Frequently Asked Questions (FAQ)

How does Sentinel differ from OPA (Open Policy Agent)?

While OPA is a general-purpose policy engine using Rego, Sentinel is embedded deeply into the HashiCorp ecosystem. Sentinel’s integration with Terraform Cloud allows it to access data from the Plan, Configuration, and State without complex external setups. However, OPA is often used for Kubernetes (Gatekeeper), whereas Sentinel excels in the Terraform layer.

Can I access cost estimates in my policy?

Yes. Terraform Cloud generates a cost estimate for every plan. By importing tfrun, you can write policies that deny infrastructure changes if the delta in monthly cost exceeds a certain threshold (e.g., increasing the bill by more than $500/month).

Does Sentinel affect the performance of Terraform runs?

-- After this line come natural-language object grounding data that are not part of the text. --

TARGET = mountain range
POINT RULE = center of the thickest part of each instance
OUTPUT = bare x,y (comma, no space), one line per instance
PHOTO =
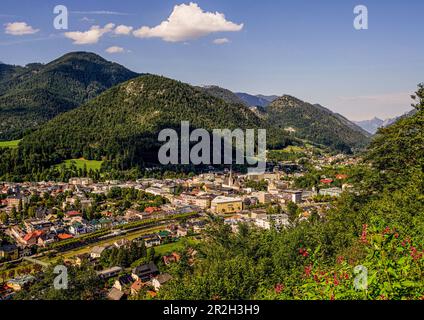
81,105
36,93
374,124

Sentinel executes after the plan is calculated. While the execution time of the policy itself is usually negligible (milliseconds to seconds), extensive API calls within the policy (if using external HTTP imports) can add latency. Stick to using the standard tfplan imports for optimal performance.

Conclusion

Implementing Terraform Sentinel Policy is a definitive step towards maturity in your cloud operating model. It shifts security left, turning vague compliance documents into executable code that scales with your AWS infrastructure. By treating policy as code—authoring, testing, and versioning it—you empower your developers to deploy faster with the confidence that the guardrails will catch any critical errors.

Start small: Audit your current AWS environment, identify the top 3 risks (e.g., unencrypted volumes, open security groups), and implement them as Advisory policies today. Thank you for reading the DevopsRoles page!